「手術は成功です」は無責任。現役医師は言わない理由
「意識不明の重体です」「全治3カ月の大怪我です」。ドラマやニュースでよく聞くセリフだが、実際の医療の現場ではほとんど使われないそう。現役医師である「外科医けいゆう」こと山本健人さんが、医者と患者の「誤解の素」になりそうな言葉を解説。『がんと癌は違います』から一部を抜粋してお届けします。
「予定通りの遂行が難しい手術」はほとんどない
医療ドラマではとかく「成功」や「失敗」という言葉をよく聞きます。 外科系ドラマでは特に、手術の「成功」や「失敗」という表現がよく使われ、手術後に外科医が患者さんの家族に、 「手術は成功しました」 と言って家族がほっと胸を撫で下ろし、医師に「ありがとうございました」と涙を浮かべながら伝える、という感動的なシーンもよくあります。 また「失敗」と言えば、『ドクターX』に登場する敏腕外科医、大門未知子の決め台詞「私、失敗しないので」は、もはや知らない人はいないくらい有名と言ってよいでしょう。 こうしたドラマの影響か、手術の前に、 「失敗しませんよね?」 と言われたり、手術が終わった後に、 「大成功、と言ってもいいですよね?」 と言われたりすることもしばしばあります。 しかし、実はこの「成功」や「失敗」という言葉を、実際に私たちが患者さんに使うことはほとんどありません。なぜなのでしょうか? まず、ほとんどの手術は術前に予定していた通りに遂行されるため、私たちは術後、ご家族に「手術は予定通り終わりました」と言います。
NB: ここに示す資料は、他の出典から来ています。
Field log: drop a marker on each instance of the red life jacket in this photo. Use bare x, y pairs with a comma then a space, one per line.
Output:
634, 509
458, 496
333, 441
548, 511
ご家族の方も「ありがとうございました」と冷静におっしゃるケースがほとんどで、その場で泣き崩れるようなことはめったにありません。 これは、例えば大腸カメラの検査を受けに行って、「予定通り大腸カメラが終わりました」と言われるのと状況は似ています。 どのような手術を行うか、術前に外科チーム内で協議し、ご本人やご家族に順を追って丁寧に説明し、手術当日にその計画通りに手術が遂行される、というのがほとんどだからです。もちろん、前述した通り、病気が予想以上に進行していたことを手術が始まってから知るケースはあります。しかし、こうした「予想外の事態が起こる可能性」も術前に患者さんに説明し、予想外の事態すら「想定の範囲内」となるよう、患者さんと綿密に情報共有しておく必要があるとも言えます。 医療ドラマのように、「成功」を喜ぶほど「予定通りの遂行が難しい手術」ばかり行うことは、現実にはありえないのです。